A few hours later when I finally drug myself out of bed my breathing was still labored and I felt really, really weak.  A phone call to my OB's office had us scrambling to head to the hospital once again -- this time to the ER in fear of a pulmonary embolism.

When we got to the ER it was immediately apparent that *something* was wrong.  An initial EKG showed my heart rate between 30-15 beats per minute while my blood pressure was soaring somewhere above 170/120.  Based on how fast the nurse excused herself from the room, I knew it couldn't be good.  They immediately ordered an ultrasound of my legs and a CT scan of my chest.  (Meltdown #1 for Mandy came as the doctor told me I wouldn't be able to nurse the baby "for a couple of days" because of the contrast dye used in the CT scan.)  Both tests came back showing an absence of blood clots -- which was the initial concern -- but instead showed a significant amount of fluid around my lungs and heart.

The not-so-good-with-his-bedside-manner ER doc came into the room to tell us the diagnosis was postpartum cardiomyopathy and I was going to be admitted to the hospital for care.  

Postpartum cardiomyopathy occurs when there is damage to the heart. As a result, the heart muscle becomes weak and cannot pump blood efficiently. Decreased heart function affects the lungs, liver, and other body systems.

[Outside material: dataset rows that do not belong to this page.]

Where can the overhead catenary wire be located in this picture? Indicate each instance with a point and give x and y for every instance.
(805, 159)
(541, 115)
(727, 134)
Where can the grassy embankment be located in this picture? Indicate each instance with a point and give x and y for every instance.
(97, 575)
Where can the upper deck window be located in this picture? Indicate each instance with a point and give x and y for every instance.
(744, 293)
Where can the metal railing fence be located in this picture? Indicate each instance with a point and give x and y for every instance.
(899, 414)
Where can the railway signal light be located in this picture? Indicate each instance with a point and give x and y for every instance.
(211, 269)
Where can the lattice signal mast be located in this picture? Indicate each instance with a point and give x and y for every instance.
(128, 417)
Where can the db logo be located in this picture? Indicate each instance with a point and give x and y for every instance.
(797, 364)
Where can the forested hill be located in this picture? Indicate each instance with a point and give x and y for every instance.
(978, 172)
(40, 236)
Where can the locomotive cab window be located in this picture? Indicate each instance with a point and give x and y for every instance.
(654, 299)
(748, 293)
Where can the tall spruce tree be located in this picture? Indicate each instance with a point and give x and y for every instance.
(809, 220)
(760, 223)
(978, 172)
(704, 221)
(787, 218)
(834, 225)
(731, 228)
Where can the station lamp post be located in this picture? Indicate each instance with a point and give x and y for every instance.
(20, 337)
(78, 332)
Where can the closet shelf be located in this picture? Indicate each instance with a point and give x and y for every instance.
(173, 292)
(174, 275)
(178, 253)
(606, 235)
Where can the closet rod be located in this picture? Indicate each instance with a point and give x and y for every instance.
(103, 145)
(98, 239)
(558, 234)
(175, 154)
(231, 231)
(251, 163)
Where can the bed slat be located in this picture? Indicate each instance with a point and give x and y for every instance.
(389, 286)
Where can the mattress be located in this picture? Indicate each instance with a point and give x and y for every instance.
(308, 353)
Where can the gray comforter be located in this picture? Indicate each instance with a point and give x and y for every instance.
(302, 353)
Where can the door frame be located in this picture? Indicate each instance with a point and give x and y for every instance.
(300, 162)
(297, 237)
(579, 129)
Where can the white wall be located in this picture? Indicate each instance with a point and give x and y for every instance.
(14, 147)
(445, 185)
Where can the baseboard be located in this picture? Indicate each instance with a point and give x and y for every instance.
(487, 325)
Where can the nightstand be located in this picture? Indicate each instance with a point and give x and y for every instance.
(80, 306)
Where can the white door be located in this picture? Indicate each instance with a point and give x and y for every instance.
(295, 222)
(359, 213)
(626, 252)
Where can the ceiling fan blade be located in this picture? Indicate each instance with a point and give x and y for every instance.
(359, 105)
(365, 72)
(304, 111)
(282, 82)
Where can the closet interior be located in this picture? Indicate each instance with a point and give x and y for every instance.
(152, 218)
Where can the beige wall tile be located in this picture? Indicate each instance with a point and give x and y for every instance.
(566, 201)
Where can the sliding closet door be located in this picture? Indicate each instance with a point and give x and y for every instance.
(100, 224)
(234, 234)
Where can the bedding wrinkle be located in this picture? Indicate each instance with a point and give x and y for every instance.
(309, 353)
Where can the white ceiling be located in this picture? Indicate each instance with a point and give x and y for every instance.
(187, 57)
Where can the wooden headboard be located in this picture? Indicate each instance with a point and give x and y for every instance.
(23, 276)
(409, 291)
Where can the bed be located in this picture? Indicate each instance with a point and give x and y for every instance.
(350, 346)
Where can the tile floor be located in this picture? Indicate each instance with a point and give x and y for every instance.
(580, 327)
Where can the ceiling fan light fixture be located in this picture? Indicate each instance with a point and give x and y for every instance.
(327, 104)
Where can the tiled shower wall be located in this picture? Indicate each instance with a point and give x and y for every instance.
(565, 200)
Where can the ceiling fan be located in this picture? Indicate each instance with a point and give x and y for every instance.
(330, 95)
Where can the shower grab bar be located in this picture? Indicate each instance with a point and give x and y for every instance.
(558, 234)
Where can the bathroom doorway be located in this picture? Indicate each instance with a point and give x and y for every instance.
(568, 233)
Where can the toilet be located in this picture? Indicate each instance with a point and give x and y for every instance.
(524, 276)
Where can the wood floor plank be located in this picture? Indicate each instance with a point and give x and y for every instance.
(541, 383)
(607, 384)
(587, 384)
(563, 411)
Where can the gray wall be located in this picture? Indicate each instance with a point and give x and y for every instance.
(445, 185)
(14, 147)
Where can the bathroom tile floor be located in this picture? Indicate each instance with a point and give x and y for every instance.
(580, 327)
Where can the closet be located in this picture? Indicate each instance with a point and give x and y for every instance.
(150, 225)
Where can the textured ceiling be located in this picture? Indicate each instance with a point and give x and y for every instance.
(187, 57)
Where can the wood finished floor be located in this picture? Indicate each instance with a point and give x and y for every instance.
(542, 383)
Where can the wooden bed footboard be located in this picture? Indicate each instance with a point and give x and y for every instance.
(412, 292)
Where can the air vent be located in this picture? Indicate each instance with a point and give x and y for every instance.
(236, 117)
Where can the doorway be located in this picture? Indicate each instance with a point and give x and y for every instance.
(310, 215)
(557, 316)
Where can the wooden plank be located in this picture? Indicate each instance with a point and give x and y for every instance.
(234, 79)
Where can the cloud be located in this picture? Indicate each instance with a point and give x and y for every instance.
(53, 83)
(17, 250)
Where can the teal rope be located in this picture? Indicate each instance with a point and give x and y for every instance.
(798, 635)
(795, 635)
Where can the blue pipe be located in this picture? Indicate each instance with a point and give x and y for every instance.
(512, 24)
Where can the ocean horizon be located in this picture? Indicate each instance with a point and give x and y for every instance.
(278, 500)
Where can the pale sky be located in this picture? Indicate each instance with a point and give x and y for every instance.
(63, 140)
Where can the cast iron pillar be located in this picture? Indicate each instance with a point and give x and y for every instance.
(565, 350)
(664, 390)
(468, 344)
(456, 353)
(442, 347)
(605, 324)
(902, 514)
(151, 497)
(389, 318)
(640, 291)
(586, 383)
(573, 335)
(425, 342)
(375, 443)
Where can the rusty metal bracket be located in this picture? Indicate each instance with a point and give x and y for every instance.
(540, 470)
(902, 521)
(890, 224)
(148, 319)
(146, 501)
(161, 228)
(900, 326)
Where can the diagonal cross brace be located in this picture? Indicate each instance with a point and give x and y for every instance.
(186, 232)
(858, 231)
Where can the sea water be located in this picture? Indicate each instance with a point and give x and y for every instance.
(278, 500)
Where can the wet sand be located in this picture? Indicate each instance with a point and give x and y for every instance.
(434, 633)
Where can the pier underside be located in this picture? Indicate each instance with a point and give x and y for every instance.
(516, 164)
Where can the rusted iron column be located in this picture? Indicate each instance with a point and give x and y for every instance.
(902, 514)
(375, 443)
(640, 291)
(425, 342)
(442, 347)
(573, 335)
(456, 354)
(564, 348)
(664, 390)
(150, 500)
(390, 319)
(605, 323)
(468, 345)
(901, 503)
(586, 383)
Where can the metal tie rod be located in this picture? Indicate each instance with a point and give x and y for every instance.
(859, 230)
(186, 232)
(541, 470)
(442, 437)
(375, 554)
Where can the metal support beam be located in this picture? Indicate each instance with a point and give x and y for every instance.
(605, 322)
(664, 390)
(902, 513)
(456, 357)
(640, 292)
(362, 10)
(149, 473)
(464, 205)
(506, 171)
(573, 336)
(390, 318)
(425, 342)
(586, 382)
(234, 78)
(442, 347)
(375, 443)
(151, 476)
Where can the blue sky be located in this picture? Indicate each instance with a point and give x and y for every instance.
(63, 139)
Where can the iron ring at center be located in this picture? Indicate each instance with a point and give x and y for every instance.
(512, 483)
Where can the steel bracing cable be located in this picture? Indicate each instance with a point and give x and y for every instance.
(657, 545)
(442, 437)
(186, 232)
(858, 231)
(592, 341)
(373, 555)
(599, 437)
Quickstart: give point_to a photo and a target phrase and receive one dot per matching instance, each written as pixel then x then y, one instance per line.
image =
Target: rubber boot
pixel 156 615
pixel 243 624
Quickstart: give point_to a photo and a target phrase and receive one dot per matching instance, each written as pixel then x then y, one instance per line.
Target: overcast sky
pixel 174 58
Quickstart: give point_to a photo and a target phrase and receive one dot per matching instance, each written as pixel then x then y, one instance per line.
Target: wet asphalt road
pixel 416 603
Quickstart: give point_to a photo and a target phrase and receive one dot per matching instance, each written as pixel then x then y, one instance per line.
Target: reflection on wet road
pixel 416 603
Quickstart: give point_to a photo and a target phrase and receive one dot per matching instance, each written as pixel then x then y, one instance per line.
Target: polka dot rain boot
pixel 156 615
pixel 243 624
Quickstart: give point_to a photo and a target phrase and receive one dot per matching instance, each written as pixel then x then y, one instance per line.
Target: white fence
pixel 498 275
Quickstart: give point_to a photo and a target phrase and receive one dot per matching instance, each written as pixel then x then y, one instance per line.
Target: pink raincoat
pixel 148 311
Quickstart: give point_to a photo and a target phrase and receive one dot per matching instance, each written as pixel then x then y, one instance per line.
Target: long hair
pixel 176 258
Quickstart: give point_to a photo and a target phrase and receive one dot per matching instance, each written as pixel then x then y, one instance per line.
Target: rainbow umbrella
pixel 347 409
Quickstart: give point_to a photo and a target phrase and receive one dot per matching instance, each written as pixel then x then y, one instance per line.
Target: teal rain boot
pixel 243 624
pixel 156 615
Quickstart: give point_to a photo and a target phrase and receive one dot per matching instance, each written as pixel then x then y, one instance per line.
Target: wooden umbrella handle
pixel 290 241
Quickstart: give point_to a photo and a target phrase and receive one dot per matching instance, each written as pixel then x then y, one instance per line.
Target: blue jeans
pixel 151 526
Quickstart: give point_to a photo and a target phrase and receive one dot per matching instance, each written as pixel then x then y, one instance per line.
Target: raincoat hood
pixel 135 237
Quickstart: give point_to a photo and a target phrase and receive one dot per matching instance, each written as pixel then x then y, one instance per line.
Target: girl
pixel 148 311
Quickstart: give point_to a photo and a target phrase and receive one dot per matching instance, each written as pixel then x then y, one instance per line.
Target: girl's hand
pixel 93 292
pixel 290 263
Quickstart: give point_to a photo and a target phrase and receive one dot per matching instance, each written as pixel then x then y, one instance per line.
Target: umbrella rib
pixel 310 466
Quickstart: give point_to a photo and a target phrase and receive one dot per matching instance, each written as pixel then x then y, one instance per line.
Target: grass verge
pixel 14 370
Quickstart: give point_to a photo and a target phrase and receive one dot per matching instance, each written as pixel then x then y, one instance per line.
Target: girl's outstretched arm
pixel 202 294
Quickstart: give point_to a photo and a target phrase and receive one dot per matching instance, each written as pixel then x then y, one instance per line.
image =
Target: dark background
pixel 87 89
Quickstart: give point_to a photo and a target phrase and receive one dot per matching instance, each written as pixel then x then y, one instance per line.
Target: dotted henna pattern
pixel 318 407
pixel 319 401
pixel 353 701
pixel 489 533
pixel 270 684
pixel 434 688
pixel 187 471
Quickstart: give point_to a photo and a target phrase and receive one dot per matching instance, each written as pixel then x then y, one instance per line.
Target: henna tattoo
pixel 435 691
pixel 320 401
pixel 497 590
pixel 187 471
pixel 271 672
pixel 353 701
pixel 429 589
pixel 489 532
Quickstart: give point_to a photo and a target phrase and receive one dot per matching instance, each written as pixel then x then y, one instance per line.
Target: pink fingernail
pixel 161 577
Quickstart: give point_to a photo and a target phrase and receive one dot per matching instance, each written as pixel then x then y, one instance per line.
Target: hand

His explanation of the condition was brief, generating more questions and alarm than anything else (que meltdown #2 for Mandy as he left the room).  At this point a flurry of activity began -- the nurse came in to give me some diuretics to start draining fluid, a tech came in to talk about the echocardiogram she was about to do and the baby woke up (she'd been asleep through all of this so far) with full fledged wails of hunger.  Thankfully the ER staff was completely understanding of the situation and went on a mission to get us some formula from the Women's and Infants Center as we had none packed in the diaper bag.

A couple hours later I was settled into a room in the cardiac unit and was trying to process what was happening.  C had left with the baby to go get KT, the longest echo in the world had been performed (the combination of heavy duty diuretics causing me to need to pee every 8 minutes and the tech being trained by the service rep on how to run the new echo machine meant a 20 minute echo took us almost 90) and meltdown numbers 3, 4 and 5 and subsided. A meeting with my newly appointed cardiologist put some of my fears to rest and a hope that there would be no permanent damage.

Twenty-four hours after diagnosis I was once again kicked loose to settle back in at home with strict instructions on monitoring myself and severely limiting activity.

Over the last month I've undergone a series of bloodwork, another echo and follow up appointments with the cardiologist.  Thankfully my heart function is returning to  normal and the doctor has stated there is "nothing to be concerned with" at this point.  

And so it appears (although we had already made the decision due to the reoccuring hyperemesis and 25+ weeks with a PICC-line) that our family of 4 will stand solid, unchanging in number as our future unfolds.  I was adamant that we were done after this pregnancy as it was but the possibility of the myopathy coming back and causing irreversible damage, or possible heart failure, is certainly not worth tempting fate.